Most of the students are in high school, although some of the students appeared to be middle-school age, but they certainly showed that they are serious about their music. And this was not a gaggle of little kids lined up to saw away on “Twinkle, Twinkle, Little Star” on their reduced-size violins. These were young musicians playing the opening Allegro ma non troppo movement from Dvořák’s “American” String Quartet in F, Op. 96, for example, and several other works from the chamber music repertoire.
The program was long (14 main movements over about three hours), and the variety of music was impressive, ranging from Beethoven and Schubert to two heavy pieces by Shostakovich. At least one piece was quite the eye- (and ear-) opener: the Serenade, Op. 119, by Georg Goltermann, a 19th century German cellist and composer. Fourteen cellists, including guest performer Colin Carr and ECU faculty member Emanuel Gruber, were on stage to play the piece, which was both beautiful and beautifully performed.
Another piece was unexpected and most lovely: Romance for Bassoon and Strings, Op. 62, by Edward Elgar, with Christopher Ulffers, director of the ECU School of Music, as soloist. He performed with a string quintet of two violins and a viola, cello and bass. Ulffers negotiated the challenging intervals well, and the blend with the string quintet was excellent.
Other pieces on the program showed the incredibly wide range of chamber music variety. Keiko Sekino of the ECU keyboard faculty was featured pianist in the opening Allegro vivace movement of Schubert’s Piano Quintet in A, D. 667, joined by ECU faculty violinist Hye-Jin Kim, ECU alumna Marta Lambert on viola, guest cellist Carr and faculty bassist Leonid Finkelshteyn. A lovely reading by all.
Gregorian, Kim, alumni Leonardo Perez on violin and Jesse Smith on cello, joined by ECU student Florrie Marshall on viola and Carr on cello, gave a sparkling reading to the third Allegretto moderato movement of Tchaikovsky’s String Sextet in D minor, Op. 70 (“Souvenir de Florence”). Gregorian, Kim and Carr were joined by alumni and students to present a fine reading of the opening Allegro moderato ma con fuoco movement of Mendelssohn’s Octet in E-flat, Op. 20 – a true gem in the chamber repertoire that was well played.
The entire group did well on the fourth “Frolicsome Finale” movement in Britten’s Simple Symphony, Op. 4, and the six “Romanian Folk Dances” by Bartók. The pieces played by full orchestra could have become much like an exercise in herding cats, given the ages and experience levels among the visiting students, but such was not at all the case. Timing was well maintained, especially in the dances, and the rich, full sound of the strings was most enjoyable.

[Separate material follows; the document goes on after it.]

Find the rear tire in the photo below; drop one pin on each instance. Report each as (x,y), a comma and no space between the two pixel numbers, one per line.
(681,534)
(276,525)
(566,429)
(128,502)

The concert opened and closed with Dmitri Shostakovich: first, the Prelude and Scherzo movements in Two Pieces for String Octet, Op. 11, and at the end, his String Quartet No. 8 in C minor, Op. 110, as played by a large string orchestra. The pieces for octet, which combined faculty, alumni and students, were both dark and bright, and the contrast between the moods was pronounced. The quartet, written as a statement against fascism and war, was decidedly somber for almost the entire piece. This is a bleak, mainly minor-key, musical landscape, with the strings often providing a drone behind a solo violin line, in this case played well by Gregorian. Kim and cellist Gruber engaged in a ghostly duet at another point, and the first violins played an eerie three-quarter time passage over violas and cellos in another section. This concert did not end on a splashy high note; instead, it ended with a feeling of introspective and emotional intensity.